For starters, I believe that veggie burgers should not be served on a hamburger bun - a hamburger bun is designed to soak up the juices of ground beef which also has a much stronger flavor profile than vegetables. Because of this, it's too thick of a vehicle. Vegetable sandwiches (burgers or otherwise) should be served on something thinner, even toast.

This said, do you mind tofu on the sandwich, or do you prefer only vegetables and grains? Regardless of the answer, you may want to give the Avocado and Jicama Sandwich at Sunflower (Falls Church) a try. I love avocado, and jicama is a good textural partner for it. Elizabeth also posted this the other day from Slipstream which looks pretty tasty (note that it does have goat cheese, but you implied that you don't mind dairy - if that's the case, a grilled egg and cheese sandwich on buttered toast makes for a deliciously comforting, if fickle, friend).

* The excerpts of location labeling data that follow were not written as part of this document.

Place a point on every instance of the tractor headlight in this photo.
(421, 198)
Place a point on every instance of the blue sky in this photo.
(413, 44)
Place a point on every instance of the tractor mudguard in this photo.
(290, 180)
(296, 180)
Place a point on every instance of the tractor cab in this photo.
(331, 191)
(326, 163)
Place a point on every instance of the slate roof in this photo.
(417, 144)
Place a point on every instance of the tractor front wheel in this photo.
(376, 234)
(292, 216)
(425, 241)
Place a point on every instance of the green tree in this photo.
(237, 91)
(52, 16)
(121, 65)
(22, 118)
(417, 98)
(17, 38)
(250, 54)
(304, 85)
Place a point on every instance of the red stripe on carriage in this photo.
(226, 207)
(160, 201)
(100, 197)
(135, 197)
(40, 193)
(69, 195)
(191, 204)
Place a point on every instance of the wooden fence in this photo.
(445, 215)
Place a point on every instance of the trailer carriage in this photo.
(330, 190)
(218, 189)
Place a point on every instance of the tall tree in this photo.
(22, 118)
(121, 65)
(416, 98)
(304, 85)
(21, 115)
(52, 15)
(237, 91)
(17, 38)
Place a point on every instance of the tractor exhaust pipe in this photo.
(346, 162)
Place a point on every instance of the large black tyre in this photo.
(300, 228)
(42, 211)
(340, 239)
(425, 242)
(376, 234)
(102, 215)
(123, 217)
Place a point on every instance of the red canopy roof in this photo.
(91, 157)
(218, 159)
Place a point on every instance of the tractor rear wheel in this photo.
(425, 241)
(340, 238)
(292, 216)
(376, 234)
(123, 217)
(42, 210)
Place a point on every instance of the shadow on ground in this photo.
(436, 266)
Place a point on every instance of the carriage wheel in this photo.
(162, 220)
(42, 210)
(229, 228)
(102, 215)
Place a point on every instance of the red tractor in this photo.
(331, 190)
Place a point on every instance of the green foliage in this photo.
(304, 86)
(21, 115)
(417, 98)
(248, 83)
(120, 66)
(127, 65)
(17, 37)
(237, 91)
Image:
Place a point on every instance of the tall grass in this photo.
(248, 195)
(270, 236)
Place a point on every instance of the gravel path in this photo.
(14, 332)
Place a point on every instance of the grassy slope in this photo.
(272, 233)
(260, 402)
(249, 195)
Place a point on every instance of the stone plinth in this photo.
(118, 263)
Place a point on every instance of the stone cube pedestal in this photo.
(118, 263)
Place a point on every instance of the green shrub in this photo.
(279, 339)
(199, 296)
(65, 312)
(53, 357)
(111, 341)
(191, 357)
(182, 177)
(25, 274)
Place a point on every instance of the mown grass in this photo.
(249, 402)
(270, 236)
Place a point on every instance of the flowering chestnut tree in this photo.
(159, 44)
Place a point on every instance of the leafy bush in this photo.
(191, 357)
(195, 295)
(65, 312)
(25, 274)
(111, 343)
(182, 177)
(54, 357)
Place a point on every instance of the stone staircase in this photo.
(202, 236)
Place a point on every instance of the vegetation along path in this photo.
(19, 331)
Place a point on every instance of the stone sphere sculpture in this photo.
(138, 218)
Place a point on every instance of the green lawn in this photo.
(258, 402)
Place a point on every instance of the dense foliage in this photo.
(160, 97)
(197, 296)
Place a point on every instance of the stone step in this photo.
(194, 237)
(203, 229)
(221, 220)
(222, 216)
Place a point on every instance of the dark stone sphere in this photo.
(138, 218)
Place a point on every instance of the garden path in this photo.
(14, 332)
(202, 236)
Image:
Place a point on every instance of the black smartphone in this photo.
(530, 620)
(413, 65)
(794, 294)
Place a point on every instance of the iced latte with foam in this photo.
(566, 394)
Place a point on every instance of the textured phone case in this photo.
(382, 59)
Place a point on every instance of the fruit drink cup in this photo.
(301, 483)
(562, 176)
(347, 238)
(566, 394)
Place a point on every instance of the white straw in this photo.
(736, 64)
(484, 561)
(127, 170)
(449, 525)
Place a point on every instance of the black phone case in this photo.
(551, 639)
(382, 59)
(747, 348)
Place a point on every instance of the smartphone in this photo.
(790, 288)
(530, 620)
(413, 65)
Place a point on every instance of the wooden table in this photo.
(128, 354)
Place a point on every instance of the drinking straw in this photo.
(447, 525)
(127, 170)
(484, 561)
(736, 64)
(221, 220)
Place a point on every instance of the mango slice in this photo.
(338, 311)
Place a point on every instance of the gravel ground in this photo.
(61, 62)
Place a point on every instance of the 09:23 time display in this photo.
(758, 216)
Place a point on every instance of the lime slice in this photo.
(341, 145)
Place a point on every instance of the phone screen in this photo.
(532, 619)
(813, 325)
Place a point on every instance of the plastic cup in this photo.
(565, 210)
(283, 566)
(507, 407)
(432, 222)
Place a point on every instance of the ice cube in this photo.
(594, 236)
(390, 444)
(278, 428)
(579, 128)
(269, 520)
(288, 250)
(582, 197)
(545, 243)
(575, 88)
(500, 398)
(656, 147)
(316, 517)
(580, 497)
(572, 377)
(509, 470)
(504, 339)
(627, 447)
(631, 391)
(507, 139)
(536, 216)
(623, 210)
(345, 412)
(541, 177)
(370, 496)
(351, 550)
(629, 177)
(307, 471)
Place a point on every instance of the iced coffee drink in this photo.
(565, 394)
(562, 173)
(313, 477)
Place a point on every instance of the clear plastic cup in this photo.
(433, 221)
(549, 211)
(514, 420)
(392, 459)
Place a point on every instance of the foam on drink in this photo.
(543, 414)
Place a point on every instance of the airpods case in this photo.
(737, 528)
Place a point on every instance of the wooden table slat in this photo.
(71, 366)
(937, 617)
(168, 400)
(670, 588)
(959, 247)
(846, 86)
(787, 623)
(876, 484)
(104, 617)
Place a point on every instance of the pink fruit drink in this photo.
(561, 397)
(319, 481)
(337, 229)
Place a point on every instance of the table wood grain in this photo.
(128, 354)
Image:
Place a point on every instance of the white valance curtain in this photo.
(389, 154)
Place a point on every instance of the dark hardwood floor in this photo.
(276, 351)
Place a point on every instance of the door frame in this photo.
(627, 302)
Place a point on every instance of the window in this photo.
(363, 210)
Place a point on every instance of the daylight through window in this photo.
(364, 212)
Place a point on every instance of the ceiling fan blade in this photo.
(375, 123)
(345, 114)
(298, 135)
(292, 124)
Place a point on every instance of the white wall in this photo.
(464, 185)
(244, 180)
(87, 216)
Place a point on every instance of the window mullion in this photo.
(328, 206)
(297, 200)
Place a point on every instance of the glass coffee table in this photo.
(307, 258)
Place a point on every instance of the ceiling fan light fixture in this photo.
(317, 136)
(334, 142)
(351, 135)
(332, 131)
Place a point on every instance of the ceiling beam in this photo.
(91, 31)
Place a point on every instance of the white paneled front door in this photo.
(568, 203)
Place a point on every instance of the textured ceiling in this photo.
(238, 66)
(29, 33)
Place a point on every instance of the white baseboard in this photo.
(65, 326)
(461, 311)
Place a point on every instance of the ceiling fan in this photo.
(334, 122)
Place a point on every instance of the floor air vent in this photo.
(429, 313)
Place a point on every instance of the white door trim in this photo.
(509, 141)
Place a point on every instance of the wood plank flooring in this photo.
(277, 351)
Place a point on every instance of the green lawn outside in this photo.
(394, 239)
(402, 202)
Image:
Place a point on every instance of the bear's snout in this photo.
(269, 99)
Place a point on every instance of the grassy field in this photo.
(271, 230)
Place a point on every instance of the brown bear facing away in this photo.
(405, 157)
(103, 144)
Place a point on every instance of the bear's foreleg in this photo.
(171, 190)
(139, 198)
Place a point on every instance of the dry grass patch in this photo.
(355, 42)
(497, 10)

Questions like this need parameters defined before they can be correctly answered (e.g., are "wraps" okay?), especially since some people actually want the sensation of a patty on a bun (and there's nothing wrong with that); others are vegetarian for health purposes, religious reasons, or for the humanitarian issues surrounding meat. I've just gone off on a huge, unnecessary tangent, but answering several questions (patty on a bun? any tofu okay? near H Street or a Metro?) will help others help you.

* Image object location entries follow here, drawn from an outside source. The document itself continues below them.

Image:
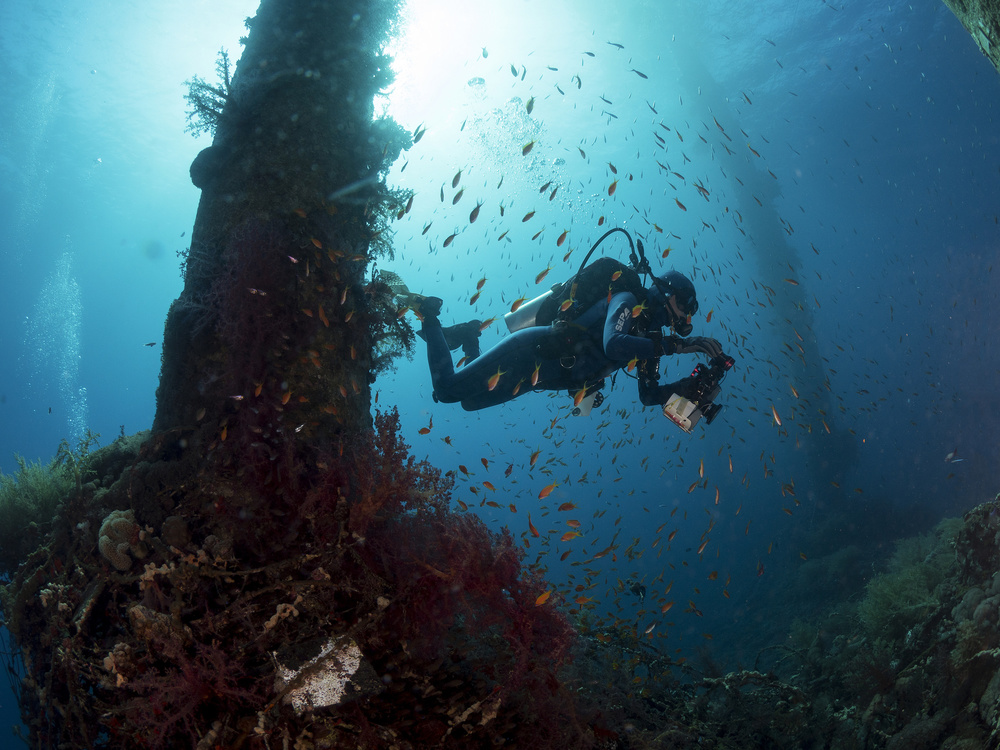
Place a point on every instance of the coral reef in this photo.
(363, 616)
(120, 535)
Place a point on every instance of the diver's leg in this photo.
(438, 358)
(513, 360)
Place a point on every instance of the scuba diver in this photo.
(577, 334)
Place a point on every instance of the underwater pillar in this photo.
(271, 337)
(981, 18)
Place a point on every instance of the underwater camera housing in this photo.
(687, 409)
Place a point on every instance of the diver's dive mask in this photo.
(675, 292)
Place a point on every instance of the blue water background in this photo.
(875, 126)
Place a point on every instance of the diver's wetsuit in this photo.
(569, 356)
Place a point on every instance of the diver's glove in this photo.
(694, 344)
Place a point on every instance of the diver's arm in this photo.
(650, 392)
(619, 344)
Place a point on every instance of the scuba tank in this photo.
(542, 310)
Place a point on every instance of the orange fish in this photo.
(547, 490)
(494, 379)
(542, 275)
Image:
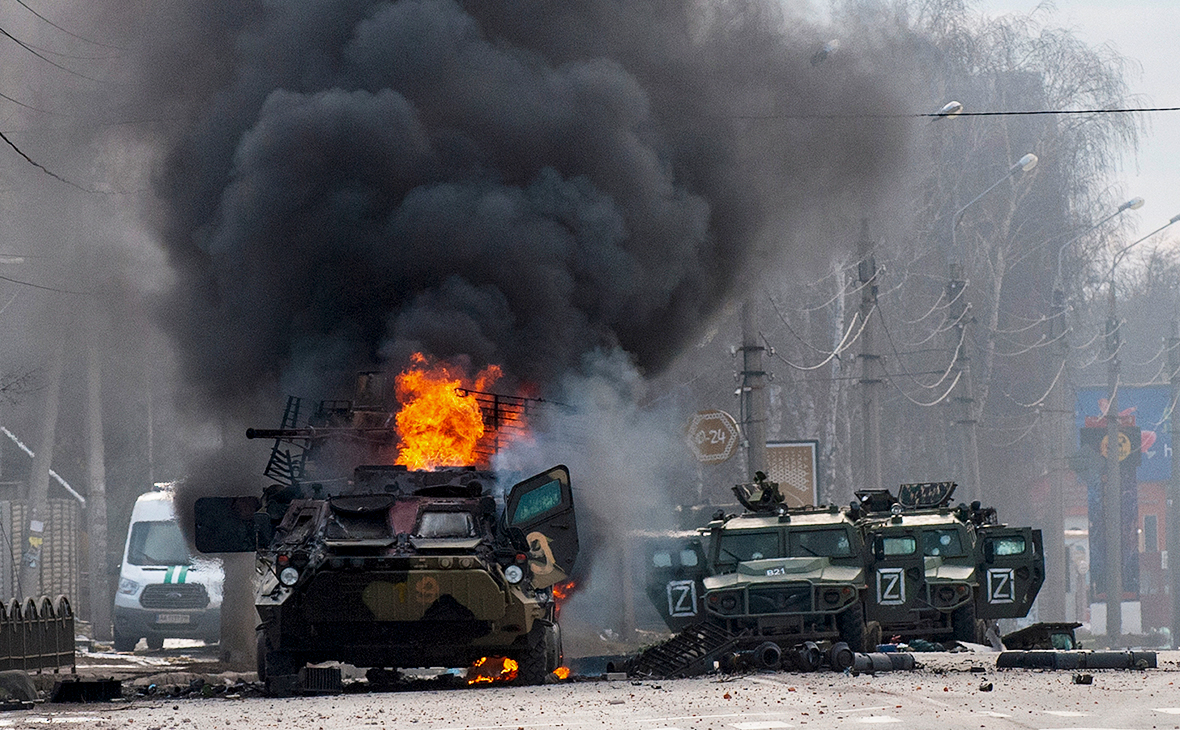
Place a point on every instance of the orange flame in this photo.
(492, 669)
(439, 423)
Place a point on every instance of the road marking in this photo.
(46, 721)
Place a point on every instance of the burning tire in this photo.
(542, 656)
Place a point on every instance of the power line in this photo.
(936, 114)
(21, 2)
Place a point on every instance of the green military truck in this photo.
(392, 569)
(768, 574)
(938, 572)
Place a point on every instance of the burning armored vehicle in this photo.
(391, 567)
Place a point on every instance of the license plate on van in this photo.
(171, 618)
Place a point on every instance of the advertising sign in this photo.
(794, 466)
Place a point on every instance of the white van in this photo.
(164, 592)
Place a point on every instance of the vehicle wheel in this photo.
(542, 644)
(124, 643)
(872, 636)
(851, 626)
(963, 623)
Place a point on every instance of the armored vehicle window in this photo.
(899, 545)
(944, 543)
(445, 525)
(738, 546)
(1009, 545)
(820, 544)
(538, 501)
(157, 544)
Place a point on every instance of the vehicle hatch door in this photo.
(675, 569)
(542, 507)
(1011, 571)
(896, 574)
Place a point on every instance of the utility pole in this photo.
(753, 390)
(96, 499)
(961, 314)
(1053, 597)
(1173, 501)
(1112, 495)
(870, 366)
(37, 505)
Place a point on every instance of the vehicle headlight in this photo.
(288, 576)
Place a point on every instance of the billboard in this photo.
(1145, 407)
(794, 465)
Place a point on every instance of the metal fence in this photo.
(37, 633)
(60, 561)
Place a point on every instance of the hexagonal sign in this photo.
(713, 435)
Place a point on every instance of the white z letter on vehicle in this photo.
(681, 598)
(1001, 585)
(891, 586)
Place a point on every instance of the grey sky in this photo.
(1144, 31)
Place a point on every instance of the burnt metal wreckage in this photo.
(385, 567)
(820, 583)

As a related answer, I had the Mona Lisa two days ago at Earl's Sandwiches in Ballston, and it was terrific as always - do not let it sit overnight, however because it becomes too soggy the next day via absorption. You might also like the Sconset at Jettie's, but I'm not as strongly in the Jettie's camp as I am Ballston Earl's, G Sandwich, or SundeVich which may be my three favorite sandwich-focused restaurants in the area. Consider also the Fun Guy (or a flatbread) at, no, not Pizzeria Orso, but WTF; or the Eggplant Parmesan at Bub & Pop's.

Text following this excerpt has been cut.